Zu Beginn dieser Unternehmung stand eine Anfrage einer Ausstellungsmöglichkeit der GEDOK Mitteldeutschland e.V. an das Stadtgeschichtliche Museum Leipzig. Der 90. Geburtstag der GEDOK stand vor der Tür und das Wirken des Künstlerinnennetzwerks – mit und für die Künstlerinnen als auch mit und für die Stadt – sollte der Öffentlichkeit präsentiert werden.

Dem Ansinnen nicht abgeneigt, nahm eine gemeinsame Begehung der derzeitigen Ausstellung eine andere Wendung: wo sind nur die Frauen in der gezeigten Stadtgeschichte? Frauen sind doch nicht nur Beiwerk, Vignette oder Dekoration der Geschichte! Öffentlich oder verborgen, mit dem Einfluss auf ganze Regionen oder nur auf die Familie, mit Geschick, Wissen und Mut als auch Finanzkraft lenkten Frauen ebenso wie Männer den Weltenlauf.

Ein Konzept nahm nach vielen Überlegungen Gestalt an, welches diese Leerstellen beseitigen, die Frauen ans Licht holen wollte. Mit einer Ausschreibung erging eine Aufgabe an die Künstlerinnen: zeigt die Frauen und ihre Geschichte! Interveniert! Somit verband sich der ursprüngliche Wunsch mit einer neuen Idee: Künstlerinnen zeigen ihr Schaffen und Wirken, welches gleichzeitig (bewusst?) Verborgenes, bisher nicht Gezeigtes oder gar Vergessenes an den Ort bringt, in der auch die Erinnerung den Weg in die Zukunft öffnen soll.

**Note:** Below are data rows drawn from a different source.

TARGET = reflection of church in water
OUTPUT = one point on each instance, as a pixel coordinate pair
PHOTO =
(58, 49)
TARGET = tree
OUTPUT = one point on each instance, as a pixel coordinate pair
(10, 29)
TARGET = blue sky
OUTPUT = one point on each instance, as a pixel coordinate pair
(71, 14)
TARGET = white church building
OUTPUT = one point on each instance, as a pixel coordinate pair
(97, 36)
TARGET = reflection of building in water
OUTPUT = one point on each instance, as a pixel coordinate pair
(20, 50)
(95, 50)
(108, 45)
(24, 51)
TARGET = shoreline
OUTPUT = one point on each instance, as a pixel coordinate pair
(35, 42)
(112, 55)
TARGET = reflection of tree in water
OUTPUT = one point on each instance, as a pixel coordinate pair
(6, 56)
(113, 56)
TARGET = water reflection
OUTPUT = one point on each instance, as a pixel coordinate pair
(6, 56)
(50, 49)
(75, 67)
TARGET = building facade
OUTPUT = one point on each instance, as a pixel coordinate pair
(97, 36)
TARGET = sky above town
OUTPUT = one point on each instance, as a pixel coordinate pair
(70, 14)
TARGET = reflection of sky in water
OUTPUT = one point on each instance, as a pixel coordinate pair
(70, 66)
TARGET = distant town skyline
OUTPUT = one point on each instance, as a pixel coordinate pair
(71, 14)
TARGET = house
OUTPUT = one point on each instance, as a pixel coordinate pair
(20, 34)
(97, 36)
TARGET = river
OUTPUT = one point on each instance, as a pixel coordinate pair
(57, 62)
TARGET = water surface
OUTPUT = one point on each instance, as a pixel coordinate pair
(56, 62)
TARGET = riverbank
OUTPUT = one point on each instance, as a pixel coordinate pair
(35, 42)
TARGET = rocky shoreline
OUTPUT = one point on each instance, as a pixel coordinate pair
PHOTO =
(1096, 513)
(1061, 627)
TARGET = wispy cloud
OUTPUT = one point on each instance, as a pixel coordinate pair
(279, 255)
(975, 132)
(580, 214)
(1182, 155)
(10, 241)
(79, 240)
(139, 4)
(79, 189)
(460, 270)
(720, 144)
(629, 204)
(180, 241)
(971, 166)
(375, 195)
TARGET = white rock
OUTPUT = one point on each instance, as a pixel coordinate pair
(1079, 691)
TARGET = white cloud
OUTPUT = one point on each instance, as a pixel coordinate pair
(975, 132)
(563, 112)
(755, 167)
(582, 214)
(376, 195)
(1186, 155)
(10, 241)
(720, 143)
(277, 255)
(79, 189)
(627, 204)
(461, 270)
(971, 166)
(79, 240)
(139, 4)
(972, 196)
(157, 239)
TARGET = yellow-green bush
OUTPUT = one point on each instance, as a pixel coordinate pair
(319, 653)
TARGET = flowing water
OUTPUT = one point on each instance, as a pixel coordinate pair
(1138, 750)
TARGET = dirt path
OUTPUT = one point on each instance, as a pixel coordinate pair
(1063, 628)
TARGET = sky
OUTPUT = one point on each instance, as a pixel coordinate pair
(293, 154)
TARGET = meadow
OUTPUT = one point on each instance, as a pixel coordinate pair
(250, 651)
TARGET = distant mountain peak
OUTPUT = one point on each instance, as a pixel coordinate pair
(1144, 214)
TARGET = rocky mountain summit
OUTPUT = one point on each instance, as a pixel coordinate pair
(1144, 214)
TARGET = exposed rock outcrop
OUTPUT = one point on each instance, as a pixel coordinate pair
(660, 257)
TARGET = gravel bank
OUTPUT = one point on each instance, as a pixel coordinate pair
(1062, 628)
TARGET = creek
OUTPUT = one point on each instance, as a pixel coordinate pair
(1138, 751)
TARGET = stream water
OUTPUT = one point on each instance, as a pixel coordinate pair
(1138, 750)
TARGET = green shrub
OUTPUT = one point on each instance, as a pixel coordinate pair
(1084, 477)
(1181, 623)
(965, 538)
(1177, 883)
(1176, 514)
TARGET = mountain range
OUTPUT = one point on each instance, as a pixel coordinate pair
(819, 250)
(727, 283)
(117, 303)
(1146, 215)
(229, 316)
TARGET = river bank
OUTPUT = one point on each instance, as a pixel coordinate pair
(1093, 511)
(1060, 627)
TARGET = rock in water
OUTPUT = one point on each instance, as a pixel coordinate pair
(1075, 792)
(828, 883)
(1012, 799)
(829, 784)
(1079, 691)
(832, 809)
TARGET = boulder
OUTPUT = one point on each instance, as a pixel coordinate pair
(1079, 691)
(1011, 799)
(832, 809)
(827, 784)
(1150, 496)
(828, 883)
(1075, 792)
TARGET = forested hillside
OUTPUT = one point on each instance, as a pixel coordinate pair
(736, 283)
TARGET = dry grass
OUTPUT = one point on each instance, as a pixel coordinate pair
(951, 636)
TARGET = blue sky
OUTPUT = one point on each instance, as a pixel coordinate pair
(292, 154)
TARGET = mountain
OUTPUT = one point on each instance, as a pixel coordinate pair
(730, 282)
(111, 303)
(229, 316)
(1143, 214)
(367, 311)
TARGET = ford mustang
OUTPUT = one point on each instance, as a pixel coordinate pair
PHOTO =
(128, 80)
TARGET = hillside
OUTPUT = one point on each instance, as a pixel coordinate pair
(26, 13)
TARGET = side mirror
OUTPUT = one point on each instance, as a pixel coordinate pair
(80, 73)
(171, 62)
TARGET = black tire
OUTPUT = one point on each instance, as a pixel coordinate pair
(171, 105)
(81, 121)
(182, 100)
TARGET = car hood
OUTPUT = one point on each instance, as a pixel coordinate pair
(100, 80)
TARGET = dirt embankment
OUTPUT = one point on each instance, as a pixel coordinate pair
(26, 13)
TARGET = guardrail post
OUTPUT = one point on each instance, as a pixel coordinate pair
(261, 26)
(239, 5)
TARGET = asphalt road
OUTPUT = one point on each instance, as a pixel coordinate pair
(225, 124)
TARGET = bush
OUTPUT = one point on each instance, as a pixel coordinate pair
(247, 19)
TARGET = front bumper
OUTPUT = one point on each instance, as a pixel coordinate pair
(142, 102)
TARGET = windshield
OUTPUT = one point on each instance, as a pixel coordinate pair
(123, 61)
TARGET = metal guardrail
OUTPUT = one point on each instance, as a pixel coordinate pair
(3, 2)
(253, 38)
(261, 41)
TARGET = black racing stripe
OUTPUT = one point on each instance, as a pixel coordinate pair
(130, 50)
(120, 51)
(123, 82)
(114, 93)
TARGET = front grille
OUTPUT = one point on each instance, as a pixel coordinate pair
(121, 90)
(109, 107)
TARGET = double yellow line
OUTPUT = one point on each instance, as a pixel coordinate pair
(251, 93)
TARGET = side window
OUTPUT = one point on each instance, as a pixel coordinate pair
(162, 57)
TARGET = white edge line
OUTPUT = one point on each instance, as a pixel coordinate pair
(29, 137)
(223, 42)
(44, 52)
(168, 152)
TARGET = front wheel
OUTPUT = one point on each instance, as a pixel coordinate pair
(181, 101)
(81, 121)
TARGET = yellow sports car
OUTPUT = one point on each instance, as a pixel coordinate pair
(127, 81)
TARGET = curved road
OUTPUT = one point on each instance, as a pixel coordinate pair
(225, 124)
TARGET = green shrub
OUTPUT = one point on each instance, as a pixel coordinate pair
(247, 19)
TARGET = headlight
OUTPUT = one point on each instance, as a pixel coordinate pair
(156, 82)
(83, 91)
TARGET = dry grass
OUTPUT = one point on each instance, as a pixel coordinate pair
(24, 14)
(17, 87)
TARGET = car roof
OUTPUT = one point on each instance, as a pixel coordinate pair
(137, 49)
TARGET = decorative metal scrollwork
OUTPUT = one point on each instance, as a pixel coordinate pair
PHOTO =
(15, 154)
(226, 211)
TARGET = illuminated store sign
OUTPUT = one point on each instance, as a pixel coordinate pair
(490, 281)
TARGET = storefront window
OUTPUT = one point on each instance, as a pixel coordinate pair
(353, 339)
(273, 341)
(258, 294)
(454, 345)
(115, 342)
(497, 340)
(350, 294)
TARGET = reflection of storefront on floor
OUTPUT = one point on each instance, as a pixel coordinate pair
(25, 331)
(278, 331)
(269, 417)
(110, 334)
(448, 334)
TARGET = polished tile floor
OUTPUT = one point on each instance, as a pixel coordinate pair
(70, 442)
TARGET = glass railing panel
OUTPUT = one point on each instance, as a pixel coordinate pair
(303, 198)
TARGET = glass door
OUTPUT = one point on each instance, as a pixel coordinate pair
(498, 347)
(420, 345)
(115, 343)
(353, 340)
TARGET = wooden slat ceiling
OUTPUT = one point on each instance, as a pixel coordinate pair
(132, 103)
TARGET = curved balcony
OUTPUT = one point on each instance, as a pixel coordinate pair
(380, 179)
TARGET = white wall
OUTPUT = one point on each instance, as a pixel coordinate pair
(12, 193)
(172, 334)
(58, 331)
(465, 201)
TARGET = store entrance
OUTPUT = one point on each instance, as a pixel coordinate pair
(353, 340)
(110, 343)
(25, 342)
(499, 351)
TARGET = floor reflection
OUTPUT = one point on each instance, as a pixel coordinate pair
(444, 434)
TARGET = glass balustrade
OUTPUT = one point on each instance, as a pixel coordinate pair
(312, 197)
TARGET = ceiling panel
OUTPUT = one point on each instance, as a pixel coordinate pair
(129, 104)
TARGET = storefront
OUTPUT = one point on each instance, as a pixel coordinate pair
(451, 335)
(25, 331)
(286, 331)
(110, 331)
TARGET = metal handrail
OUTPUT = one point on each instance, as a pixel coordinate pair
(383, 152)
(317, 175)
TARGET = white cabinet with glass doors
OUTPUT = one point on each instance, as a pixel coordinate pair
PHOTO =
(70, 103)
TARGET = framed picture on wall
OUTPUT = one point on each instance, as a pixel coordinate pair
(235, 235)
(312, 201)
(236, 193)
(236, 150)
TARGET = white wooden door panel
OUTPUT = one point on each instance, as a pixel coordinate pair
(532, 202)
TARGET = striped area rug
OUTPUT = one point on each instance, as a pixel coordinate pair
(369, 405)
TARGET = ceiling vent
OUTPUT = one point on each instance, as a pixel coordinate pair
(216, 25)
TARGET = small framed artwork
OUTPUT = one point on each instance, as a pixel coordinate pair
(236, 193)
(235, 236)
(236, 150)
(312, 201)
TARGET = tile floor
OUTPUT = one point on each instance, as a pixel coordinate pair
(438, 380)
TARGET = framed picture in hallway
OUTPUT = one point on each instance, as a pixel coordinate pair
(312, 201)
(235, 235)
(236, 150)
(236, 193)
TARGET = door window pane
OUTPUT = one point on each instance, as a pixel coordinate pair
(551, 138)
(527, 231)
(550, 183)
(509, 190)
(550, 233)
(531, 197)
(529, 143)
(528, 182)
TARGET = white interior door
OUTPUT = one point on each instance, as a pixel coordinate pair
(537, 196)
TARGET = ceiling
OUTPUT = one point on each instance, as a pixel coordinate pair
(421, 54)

Ein große Anzahl von Künstlerinnen und Künstlern innerhalb und außerhalb der GEDOK stellten sich der Aufgabe, eine Jury wählte 20 von ihnen aus. Die künstlerischen Arbeiten bedienen sich verschiedener Mittel des Ausdrucks, von Malerei, Zeichnung und Drucktechniken zu Bildhauerei und Installationen, welche sich auch im musikalisch-atmosphärischen Raum bewegen, als auch Fotografie und nicht zu vergessen der Sprache und Performance. Die Arbeiten entstanden ganz aktuell oder in vergangenen Jahrzehnten, nehmen aber immer den Bezug zur Geschichte auf und verweisen in die Zukunft. Die Interventionen zeigen jetzt Frauen jeden Alters und verschiedenen Hintergrunds, erfolgreiche als auch verfolgte Frauen, Frauen des Alltags als auch hochgestellte Frauen des Adels und der (heiligen) Verehrung. Nicht nur als Feststellung. Auch als Frage des Denkens und Urteilens über diese Frauen an sich selbst und die Gesellschaft.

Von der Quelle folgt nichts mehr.